Cosy games that take some of the most mundane and monotonous jobs and “cosy them up” are an interesting breed. They have to straddle the balance of being interesting, whilst not feeling like the player is completing chores. Ship, Inc. is a packaging game that has rounded edges, a wandering cat, and a lot of parcels to pack for hundreds of customers. Can you make the hell of working at a not-Amazon warehouse cosy? It’s debatable…

At the beginning, you’ll have access to a few companies as distributors, and they’ll send you customer orders to pack in a suitably sized box, with peanuts included. You’ll then seal the box with tape, pop an address number sticker on it and send it on its way. As you earn money and start to unlock more contracts and level them up, you’ll gain access to more types of products to pack. Fragile products, like glass vases, require bubble wrap and a fragile sticker. Batteries need a chemical sticker. Other items need a keep dry sticker, and there are even radioactive items to pack. Get the right products in the box, with the right stickers on the first try and you’ll earn a decent commission. Wrong products will mean you’ll need to rip the box open to repack and resticker it. Forgetting bubble wrap or a hazard sticker will result in financial penalties. To mix things up, some orders have a rush job time limit for a monetary bonus, and others are gifts and require a gift card. Occasionally, you may also get a fraudulent order to report to the police for a reward. Sometimes items arrive dirty or broken, and you’ll need to give them a quick scrub with your mouse or put them back together as a 5-piece jigsaw.
Whatever you are packing, the mechanics stay the same, and this is where my main niggle with Ship, Inc. comes into play. The game lets you overlap some products, but not others, and often shows the player what packing is valid or not by fading out items that won’t fit. The problem is that this visual cue is incorrect about 50% of the time. When trying to pack items into the most economical box (as bigger boxes cost you more) you’ll spend ages fiddling around with seemingly valid moves that the game doesn’t like. Sometimes it’ll reorientate products to say “this might work” and then it still doesn’t. Playing for efficiency is quite frustrating, and after the first 2 hours, I gave up that approach altogether. Instead, I just ordered big boxes and used them for 80% of all orders. It was less cost-efficient, but my mental health was much improved. This may sound like I am harping on about a single control issue, but Ship, Inc’s gameplay involves doing this move 90% of the time. It should be the most watertight part of the game and interaction design, and it is not working as intended.

The goal of the game is to earn $100,000 to buy your house, and so long as you don’t make lots of mistakes, it is quite difficult to lose in the original game mode. There is a hardcore mode that adds in timers and heavy penalties, but I didn’t spend long with that mode because of the control issues previously mentioned. Alongside saving to buy your home, you can upgrade your inventory of boxes, peanuts, packing mats, and tape colours. You can also get a pet bed to stop the annoying cat from hogging a random box. All of these customisations are nice, but where I wanted more variety was in the products I was shipping. There are some funny special orders, but they occur very infrequently. There is a lack of awkwardly shaped objects to deal with, or consideration given to not pack radioactive objects with groceries. With more variety or special conditions, the monotonous gameplay would have sparkled a bit more. It isn’t terrible by any stretch, but by the time I bought my house, I didn’t want to continue much beyond that.

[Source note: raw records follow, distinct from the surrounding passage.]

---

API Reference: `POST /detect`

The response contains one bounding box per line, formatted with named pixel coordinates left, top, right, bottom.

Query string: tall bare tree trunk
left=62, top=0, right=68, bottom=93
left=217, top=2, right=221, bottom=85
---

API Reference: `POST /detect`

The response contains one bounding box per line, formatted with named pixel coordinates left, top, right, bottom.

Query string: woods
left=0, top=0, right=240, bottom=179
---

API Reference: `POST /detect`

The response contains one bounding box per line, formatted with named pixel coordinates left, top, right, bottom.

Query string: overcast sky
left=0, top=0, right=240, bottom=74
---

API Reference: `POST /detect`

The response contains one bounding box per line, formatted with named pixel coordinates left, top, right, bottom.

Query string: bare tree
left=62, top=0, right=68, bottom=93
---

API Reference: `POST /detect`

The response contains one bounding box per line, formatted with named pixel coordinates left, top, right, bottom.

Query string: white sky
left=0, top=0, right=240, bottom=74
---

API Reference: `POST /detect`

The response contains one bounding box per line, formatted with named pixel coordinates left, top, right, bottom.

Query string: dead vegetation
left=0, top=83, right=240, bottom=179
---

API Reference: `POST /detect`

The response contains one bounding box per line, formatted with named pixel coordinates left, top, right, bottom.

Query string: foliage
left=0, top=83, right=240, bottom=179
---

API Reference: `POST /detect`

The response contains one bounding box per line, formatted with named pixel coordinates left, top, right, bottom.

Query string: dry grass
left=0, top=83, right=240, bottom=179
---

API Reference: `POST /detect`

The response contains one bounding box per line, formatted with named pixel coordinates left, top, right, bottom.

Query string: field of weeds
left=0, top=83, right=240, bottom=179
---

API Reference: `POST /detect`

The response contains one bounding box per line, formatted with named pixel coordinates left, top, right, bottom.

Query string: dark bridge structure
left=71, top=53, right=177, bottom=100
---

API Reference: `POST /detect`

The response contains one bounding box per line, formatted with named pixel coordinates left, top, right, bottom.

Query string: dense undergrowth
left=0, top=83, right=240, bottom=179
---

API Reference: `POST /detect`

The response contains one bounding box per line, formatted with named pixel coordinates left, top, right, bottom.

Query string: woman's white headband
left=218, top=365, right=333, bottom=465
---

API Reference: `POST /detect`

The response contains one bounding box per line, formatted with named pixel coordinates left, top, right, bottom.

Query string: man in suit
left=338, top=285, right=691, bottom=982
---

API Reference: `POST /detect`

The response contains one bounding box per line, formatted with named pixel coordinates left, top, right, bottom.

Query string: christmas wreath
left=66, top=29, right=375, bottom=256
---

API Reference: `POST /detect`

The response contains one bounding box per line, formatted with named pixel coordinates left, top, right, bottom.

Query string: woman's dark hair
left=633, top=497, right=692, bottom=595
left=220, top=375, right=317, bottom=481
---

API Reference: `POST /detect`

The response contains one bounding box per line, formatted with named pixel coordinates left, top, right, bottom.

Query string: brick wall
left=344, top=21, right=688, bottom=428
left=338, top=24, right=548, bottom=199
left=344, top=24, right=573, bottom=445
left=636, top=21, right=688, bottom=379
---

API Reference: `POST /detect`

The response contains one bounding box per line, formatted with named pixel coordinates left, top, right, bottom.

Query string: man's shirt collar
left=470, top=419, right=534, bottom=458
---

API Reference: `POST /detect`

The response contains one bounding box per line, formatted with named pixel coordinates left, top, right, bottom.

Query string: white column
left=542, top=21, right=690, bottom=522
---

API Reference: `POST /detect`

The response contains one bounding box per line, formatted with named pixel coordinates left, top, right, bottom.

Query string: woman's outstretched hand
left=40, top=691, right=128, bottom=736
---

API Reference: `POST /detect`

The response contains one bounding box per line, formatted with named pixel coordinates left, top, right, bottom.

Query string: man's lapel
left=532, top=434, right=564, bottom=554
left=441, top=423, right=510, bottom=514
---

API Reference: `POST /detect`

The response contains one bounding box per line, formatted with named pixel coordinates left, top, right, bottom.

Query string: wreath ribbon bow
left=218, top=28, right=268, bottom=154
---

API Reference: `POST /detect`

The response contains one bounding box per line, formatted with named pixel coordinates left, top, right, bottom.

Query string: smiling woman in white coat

Ship, Inc. tries to make a fundamentally monotonous task cosy, and it succeeds to a point. Sadly, it is also quite fiddly to achieve the right outcome with its miscommunications around legal moves. I feel like a patch or two could really make this game sparkle, and there are hints of future updates coming to the game within the menus themselves. I’ll wait to see if those updates arrive, and if they do, see if they improve the fiddly control issue.